Degradasi Ekologis (Dampak Lingkungan)
Ancaman lingkungan dari Cs-137 bersifat persisten karena karakteristik radioisotopnya yang memiliki waktu paruh (half-life) relatif panjang, yakni sekitar 30 tahun. Durasi ini mengindikasikan bahwa material tersebut akan tetap menjadi ancaman radiologis bagi ekosistem selama beberapa dekade mendatang apabila tidak ditangani secara tuntas.
Kontaminasi yang terjadi mencakup spektrum lingkungan yang luas, termasuk matriks tanah, badan air, dan yang paling krusial, infiltrasi ke dalam rantai pangan lokal, sebagaimana terbukti dari temuan kontaminasi pada produk udang beku.
Disrupsi Sosio-Ekonomi (Dampak Ekonomi dan Sosial)
Secara ekonomi, insiden ini memicu kerugian besar pada sektor industri ekspor, terutama subsektor perikanan, akibat penolakan produk di pasar internasional. Krisis ini juga menciptakan ketidakpastian sosial di kalangan warga terdampak, yang mengalami dislokasi (kehilangan tempat tinggal sementara) dan kehilangan mata pencaharian.

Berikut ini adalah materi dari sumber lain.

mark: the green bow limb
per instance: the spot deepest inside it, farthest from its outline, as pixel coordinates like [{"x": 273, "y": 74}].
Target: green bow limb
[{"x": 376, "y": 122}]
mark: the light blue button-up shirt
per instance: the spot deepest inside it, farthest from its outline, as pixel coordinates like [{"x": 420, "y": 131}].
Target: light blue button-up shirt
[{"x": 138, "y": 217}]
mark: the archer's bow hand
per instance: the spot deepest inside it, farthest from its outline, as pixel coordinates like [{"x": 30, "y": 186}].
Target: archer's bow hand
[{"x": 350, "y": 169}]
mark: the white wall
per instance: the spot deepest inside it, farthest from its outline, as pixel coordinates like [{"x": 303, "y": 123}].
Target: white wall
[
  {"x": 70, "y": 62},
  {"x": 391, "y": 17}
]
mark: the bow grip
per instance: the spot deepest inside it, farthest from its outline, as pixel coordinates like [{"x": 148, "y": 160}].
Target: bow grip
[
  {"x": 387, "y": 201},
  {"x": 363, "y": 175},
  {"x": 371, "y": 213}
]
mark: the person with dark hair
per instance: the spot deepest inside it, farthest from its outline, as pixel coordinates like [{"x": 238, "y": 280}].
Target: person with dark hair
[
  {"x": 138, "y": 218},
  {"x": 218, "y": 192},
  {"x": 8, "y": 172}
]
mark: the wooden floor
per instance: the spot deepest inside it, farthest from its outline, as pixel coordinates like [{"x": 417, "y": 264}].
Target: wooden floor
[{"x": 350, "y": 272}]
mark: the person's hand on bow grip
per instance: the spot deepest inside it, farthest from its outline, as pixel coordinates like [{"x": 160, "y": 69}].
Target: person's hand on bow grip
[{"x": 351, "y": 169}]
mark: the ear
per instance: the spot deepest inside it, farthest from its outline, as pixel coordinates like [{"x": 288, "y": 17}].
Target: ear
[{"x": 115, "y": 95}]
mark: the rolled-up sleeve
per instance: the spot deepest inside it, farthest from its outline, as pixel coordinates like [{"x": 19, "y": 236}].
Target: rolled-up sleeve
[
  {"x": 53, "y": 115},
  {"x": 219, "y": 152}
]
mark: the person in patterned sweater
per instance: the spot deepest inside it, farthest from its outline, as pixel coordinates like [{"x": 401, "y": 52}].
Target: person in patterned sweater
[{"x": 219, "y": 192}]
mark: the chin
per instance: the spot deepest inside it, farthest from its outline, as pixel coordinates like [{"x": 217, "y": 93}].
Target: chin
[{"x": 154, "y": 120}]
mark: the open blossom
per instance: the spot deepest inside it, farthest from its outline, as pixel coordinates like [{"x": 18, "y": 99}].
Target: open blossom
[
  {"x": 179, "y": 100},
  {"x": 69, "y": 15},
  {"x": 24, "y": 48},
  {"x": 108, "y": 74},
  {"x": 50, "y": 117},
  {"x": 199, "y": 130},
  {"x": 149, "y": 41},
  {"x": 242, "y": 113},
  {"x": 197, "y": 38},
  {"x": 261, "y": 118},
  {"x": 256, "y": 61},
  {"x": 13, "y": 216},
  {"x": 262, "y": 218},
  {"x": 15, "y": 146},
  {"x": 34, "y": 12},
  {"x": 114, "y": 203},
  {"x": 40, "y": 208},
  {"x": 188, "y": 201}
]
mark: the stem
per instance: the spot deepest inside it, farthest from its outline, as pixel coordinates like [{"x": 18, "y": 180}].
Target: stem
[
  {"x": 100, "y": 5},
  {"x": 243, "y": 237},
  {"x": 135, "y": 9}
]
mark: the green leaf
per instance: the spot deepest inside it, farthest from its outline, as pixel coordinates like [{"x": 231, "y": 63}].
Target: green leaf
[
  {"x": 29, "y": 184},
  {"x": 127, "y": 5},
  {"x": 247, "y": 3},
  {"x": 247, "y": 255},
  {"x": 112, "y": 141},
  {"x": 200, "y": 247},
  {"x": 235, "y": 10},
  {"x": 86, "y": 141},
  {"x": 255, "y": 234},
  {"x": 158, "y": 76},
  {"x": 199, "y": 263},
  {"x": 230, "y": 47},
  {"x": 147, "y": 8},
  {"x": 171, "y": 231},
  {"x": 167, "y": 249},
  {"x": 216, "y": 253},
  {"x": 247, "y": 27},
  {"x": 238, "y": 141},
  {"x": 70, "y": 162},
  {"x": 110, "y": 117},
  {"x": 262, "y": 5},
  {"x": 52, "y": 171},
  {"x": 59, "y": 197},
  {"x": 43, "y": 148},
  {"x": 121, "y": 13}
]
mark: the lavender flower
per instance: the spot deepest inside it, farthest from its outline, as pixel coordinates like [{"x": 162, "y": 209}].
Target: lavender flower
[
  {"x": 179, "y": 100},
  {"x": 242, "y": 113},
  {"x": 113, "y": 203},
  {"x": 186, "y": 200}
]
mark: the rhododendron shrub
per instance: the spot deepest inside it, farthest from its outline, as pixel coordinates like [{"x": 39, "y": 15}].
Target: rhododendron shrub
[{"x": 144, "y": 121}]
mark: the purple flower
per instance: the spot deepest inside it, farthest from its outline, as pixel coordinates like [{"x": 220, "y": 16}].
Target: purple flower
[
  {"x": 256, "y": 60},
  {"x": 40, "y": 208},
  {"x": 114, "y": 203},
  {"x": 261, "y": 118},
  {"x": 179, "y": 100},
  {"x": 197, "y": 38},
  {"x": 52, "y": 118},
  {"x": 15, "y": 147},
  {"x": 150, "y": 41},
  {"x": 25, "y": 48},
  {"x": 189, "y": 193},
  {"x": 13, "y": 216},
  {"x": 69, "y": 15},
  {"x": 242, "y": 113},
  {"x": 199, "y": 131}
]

Lebih lanjut, pemerintah daerah dan pusat dihadapkan pada beban finansial yang signifikan untuk membiayai operasi relokasi, proses dekontaminasi yang kompleks, mahal, dan memakan waktu lama. Kasus Cikande menjadi preseden penting yang menuntut evaluasi menyeluruh terhadap sistem keamanan nuklir dan pengelolaan limbah industri di Indonesia. (Yanuar Sanusi/ARM)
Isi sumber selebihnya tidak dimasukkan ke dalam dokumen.